Last month we took a break from trendsetting new restaurants to look at whether Brooklyn’s longstanding Grimaldi’s pizzeria is still worth the hype. Next up on our list is another local legend that’s also among the oldest and most-lauded eateries in NYC. Peter Luger Steakhouse has been serving up sizzling porterhouse steaks since way, waaaay before Williasmburg became a culinary hotspot. In fact, when the first iteration of Luger’s opened back in 1887, the bridge that now towers in front of the restaurant wasn’t even built yet. Fast forward a little over a century and Peter Luger is now a Michelin-starred steakhouse that has long attracted the expense account set to venture across said bridge for power lunches. It sells its branded steak sauce online and even has a spinoff location further out on Long Island. All of which raises the question: Can a place like this still be any good?
I visited Luger the first time recently, and found plenty of reasons to want to hate it–for example, the fact that we couldn’t get a weekday dinner reservation before 9:45, and that even at that hour we arrived to a packed-packed-packed bar area where you have to push your way through to order an overpriced cocktail or a glass of vino from a meager list that’s become notorious for having little to offer even the least discerning wine lover. There’s also the fact that it’s somehow still cash only, which seems a little ridiculous considering there’s no way to get out of here spending under triple digits. So you know, bring along a few hundreds. Throw in the reality that the waitstaff live up to their reputation for being rather brusque, and considering the number of fantastic restaurants filling Southside Williamsburg these days, I was prepared for a let down.

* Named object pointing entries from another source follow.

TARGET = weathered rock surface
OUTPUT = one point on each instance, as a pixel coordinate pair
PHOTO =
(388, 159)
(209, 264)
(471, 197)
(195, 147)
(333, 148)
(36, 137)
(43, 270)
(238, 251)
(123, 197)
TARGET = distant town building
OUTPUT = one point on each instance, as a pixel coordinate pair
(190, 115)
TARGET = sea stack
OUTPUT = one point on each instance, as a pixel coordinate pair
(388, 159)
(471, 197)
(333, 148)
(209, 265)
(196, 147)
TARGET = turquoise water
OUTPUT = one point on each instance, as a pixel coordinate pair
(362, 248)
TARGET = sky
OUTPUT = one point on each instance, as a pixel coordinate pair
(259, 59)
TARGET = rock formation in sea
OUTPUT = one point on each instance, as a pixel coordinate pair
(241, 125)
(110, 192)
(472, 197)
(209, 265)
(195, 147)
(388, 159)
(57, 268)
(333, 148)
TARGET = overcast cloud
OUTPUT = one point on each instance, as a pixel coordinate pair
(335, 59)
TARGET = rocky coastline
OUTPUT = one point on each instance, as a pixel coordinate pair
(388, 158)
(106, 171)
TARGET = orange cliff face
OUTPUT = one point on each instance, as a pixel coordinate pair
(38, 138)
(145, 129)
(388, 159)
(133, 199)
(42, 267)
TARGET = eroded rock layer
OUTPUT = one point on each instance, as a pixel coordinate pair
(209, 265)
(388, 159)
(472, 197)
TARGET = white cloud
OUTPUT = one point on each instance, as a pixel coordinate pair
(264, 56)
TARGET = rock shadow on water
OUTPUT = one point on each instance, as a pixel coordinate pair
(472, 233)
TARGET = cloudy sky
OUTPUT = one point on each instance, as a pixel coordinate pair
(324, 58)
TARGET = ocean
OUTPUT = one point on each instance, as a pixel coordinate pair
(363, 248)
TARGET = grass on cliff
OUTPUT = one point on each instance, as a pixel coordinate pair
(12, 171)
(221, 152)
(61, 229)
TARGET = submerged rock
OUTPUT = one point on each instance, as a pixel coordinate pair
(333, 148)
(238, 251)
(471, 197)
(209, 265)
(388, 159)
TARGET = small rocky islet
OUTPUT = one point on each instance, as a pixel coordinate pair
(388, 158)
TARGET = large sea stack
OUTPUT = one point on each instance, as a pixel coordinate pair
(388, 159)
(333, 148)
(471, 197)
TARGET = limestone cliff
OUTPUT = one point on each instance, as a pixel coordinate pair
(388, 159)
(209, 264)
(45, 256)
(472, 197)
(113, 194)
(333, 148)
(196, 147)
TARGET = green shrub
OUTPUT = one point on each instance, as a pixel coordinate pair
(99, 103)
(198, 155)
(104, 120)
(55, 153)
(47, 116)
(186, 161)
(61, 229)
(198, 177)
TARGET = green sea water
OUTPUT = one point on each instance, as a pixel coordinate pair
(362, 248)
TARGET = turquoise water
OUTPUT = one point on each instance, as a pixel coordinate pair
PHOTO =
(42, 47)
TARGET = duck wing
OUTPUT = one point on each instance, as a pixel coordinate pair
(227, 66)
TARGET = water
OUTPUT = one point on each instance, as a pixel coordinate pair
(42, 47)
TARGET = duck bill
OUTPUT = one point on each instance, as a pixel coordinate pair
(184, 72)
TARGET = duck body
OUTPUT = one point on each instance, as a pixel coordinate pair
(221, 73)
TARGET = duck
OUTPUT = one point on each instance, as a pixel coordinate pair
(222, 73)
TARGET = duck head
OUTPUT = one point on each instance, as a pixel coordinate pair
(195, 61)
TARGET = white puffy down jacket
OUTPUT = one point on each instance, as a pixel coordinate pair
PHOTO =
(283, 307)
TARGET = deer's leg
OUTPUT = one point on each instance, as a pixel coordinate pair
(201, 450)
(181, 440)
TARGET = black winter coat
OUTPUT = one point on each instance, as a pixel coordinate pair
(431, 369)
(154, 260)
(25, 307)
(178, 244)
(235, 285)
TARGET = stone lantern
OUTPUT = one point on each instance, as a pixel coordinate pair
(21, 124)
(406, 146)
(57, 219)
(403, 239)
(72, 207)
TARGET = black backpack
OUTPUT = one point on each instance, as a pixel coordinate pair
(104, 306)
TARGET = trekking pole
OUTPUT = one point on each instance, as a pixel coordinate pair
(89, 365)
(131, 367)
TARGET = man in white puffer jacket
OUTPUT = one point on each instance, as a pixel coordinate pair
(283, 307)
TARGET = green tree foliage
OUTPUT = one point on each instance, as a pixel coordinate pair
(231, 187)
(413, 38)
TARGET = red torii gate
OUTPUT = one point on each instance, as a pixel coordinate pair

Those concerns started to fade a little as we were led back to the main dining room, a wood-paneled space that looks like it hasn’t been re-thought in at least a century, loaning it the kind of hallowed Old World ambiance that so many of those trendy New American places nearby seek to emulate.
I’ve been told in the past that there’s no reason to look over the menu at Peter Luger: just order the steak for two, medium rare, and call it a day. That’s astute advice, as the rest of the menu certainly underwhelms. The sliced tomato appetizer comes with a gravy boat full of that much-vaunted steak sauce, which delivers a nice tang but hardly seems worth writing home about. The extra-thick slab of bacon on the appetizer menu has attracted plenty of acclaim as well. It’s tasty but in a city now chock full of juicy pork belly dishes, this somewhat dry slab doesn’t do much to stand out. The shrimp cocktail is decent; the “special German fried potatoes” deliciously crispy little nuggets well worth ordering a side of. All of that is really very much beside the point though, because you only come here for one reason and one reason only.
The steak.
Oh. Man. The steak. Billing it as just “steak for two” (or three or four) on the menu is really very much of an undersell. (It also makes Luger appear pricier than need be, as the $99 steak for two can easily feed three.) The restaurant stocks only USDA Prime beef, custom-selected at the meat market in Manhattan and dry aged about 28 days on the premises, a process designed to concentrate the flavor as the aged steak shrinks down in size. Their marquee cut here is a porterhouse trimmed from a short loin, minimally seasoned with salt and pepper, then cooked under an 800-degree broiler. The finished steak is plated on top of a layer of clarified butter, then arrives at your table still smoking hot. A porterhouse, by the way, is a T-shaped cut that offers the diner two options: a segment of muscle-y strip steak on one side, and softer filet on the other, so that you get both the buttery tenderness of the filet and the more robust flavor of the strip all in one order. Both sides of the T-bone arrive pre-sliced and sizzling in that pool of butter. Medium rare here means nicely charred on the outside but still very pink and juicy inside. In my opinion not a bite could be any better. This is the kind of steak that makes you fall in love with steak; one I’ll compare all future steaks to. I can’t say decisively if they ace it on every occasion, but on this evening the meat and meat alone was well worth the price of admission.
Is Peter Luger a pricey and overcrowded restaurant that can feel like a bit of a tourist trap? Yes, definitely.
Do you need to eat a steak there before you die? Absolutely.
178 Broadway (at Driggs); 718-387-7400; peterluger.com
Nobody gets a decent time slot a Lugar’s because you’re just supposed to show up without a reservation and slip the maitre d’ a $20 and you’ll be seated within 30 minutes.
Not to be a stickler, but the Brooklyn Bridge opened for use in 1883. I’m thinking if Peter Luger opened in 1887, then the bridge that now towers in front of the restaurant was indeed towering in front of the restaurant then as well.
Thanks for the review, it’s going on my “Steaks to eat before I die” list.
It’s the Williamsburg Bridge (opened in 1903) in front of Lugers, not the Brooklyn Bridge, which is to the south.